The data can be classified according to their origin, their rank, the type of language we want to work with, etc. The most practical and global classification that allows us to work effectively in the digital world is based on its structure. According to this, there are 3 types of data: structured, semi-structured and unstructured.

Unstructured data accounts for 80% of the volume of all data generated, and the percentage is constantly growing. This data may have an internal structure, but it does not follow any predefined schema or data model.

It can be text or non-text data; it can be generated by a machine or a person, and it can be stored in a NoSQL database or directly in a Datalake.

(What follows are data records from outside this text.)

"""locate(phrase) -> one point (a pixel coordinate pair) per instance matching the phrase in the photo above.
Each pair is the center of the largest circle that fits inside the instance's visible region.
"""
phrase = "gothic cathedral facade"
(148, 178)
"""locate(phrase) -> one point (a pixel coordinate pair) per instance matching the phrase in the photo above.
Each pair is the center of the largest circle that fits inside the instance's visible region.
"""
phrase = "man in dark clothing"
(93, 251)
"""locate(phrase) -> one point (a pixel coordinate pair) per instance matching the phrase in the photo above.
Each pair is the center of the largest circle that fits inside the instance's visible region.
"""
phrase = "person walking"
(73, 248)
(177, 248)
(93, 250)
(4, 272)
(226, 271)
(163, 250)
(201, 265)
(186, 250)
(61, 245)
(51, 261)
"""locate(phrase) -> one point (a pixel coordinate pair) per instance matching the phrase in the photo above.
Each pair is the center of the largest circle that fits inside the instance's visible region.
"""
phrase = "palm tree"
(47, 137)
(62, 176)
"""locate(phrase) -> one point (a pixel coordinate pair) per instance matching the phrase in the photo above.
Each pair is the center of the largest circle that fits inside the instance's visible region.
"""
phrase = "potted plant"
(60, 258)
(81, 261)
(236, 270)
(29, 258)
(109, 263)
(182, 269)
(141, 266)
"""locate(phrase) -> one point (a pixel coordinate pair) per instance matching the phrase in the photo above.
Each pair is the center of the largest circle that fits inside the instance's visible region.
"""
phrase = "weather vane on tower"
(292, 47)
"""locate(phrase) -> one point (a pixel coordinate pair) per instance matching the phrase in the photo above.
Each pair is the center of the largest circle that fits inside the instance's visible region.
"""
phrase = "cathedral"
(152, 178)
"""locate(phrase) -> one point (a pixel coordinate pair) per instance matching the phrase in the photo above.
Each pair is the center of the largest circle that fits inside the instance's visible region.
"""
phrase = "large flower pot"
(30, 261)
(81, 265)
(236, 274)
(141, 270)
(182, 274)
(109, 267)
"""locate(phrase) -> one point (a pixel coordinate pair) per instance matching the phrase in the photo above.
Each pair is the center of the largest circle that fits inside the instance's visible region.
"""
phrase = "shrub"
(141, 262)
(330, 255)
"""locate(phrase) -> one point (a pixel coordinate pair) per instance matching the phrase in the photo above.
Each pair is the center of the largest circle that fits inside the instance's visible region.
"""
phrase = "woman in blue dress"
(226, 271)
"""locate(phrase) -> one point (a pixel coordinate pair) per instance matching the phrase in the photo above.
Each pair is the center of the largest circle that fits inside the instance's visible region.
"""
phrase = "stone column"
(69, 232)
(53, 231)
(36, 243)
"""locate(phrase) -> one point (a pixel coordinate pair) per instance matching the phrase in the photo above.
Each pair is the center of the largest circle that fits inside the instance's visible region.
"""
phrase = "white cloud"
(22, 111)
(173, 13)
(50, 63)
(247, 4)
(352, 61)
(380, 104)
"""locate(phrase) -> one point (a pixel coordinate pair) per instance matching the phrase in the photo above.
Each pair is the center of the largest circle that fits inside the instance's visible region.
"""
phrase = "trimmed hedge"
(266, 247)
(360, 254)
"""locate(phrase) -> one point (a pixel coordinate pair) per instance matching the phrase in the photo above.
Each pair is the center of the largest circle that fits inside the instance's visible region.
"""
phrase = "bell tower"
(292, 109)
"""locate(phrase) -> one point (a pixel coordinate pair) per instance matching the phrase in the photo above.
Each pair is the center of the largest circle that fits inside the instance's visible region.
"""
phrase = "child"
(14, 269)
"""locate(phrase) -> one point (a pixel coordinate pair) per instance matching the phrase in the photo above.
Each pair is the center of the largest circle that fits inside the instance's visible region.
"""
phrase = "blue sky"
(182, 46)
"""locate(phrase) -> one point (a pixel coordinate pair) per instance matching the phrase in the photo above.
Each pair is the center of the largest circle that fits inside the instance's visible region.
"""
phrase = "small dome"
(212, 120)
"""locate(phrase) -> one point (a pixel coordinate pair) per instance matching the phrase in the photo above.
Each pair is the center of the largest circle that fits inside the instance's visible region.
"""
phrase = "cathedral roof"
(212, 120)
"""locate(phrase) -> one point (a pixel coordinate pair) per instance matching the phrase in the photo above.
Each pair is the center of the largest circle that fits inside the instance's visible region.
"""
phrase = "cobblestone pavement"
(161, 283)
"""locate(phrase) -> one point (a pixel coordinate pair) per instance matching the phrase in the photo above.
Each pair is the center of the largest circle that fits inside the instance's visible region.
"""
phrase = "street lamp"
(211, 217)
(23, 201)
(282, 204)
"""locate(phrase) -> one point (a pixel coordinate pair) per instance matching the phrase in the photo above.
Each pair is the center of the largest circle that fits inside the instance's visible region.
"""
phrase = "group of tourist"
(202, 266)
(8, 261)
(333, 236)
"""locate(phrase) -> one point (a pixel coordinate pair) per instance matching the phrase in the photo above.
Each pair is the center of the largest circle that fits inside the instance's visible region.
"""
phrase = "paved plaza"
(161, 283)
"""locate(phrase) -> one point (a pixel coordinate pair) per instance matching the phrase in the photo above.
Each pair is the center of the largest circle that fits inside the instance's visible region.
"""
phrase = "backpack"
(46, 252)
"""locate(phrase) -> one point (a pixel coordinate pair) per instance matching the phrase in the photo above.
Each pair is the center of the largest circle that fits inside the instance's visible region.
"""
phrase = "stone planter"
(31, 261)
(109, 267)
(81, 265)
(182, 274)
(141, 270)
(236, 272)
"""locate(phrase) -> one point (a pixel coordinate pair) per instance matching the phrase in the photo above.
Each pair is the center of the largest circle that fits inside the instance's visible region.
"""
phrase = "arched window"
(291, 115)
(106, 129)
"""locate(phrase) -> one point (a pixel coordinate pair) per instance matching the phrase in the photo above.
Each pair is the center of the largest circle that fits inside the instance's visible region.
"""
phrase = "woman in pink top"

The best-known examples are:

  • Text files: word files, spreadsheets, presentations, logs...
  • E-mails, the body of the message, the rest of the information is usually semi-structured, as indicated above
  • Data from social networks such as Facebook, Twitter, Linkedin
  • Data from websites such as Youtube, Instagram etc
  • Mobile data: messages, location, chats...
  • Pictures, videos, audios etc
  • Weather data, satellite images, sensor data etc

Working, not only with unstructured data but with huge volumes of it, is a real challenge, which we are responding to with new tools based on machine learning, new storage and computing models based on cloud systems, changes in traditional data engineering strategies (from ETL to ELT models), integration of native and opensource solutions, etc. To all this is added the added complexity of responding in real-time to a growing number of applications such as those based on IoT devices, online commerce, etc.

It is very important to be aware of the type of data handled in each case, to decide which resources and tools are most appropriate for each situation. This will allow us to define the most efficient architectures that cover the needs of a company with the best cost-benefit ratio.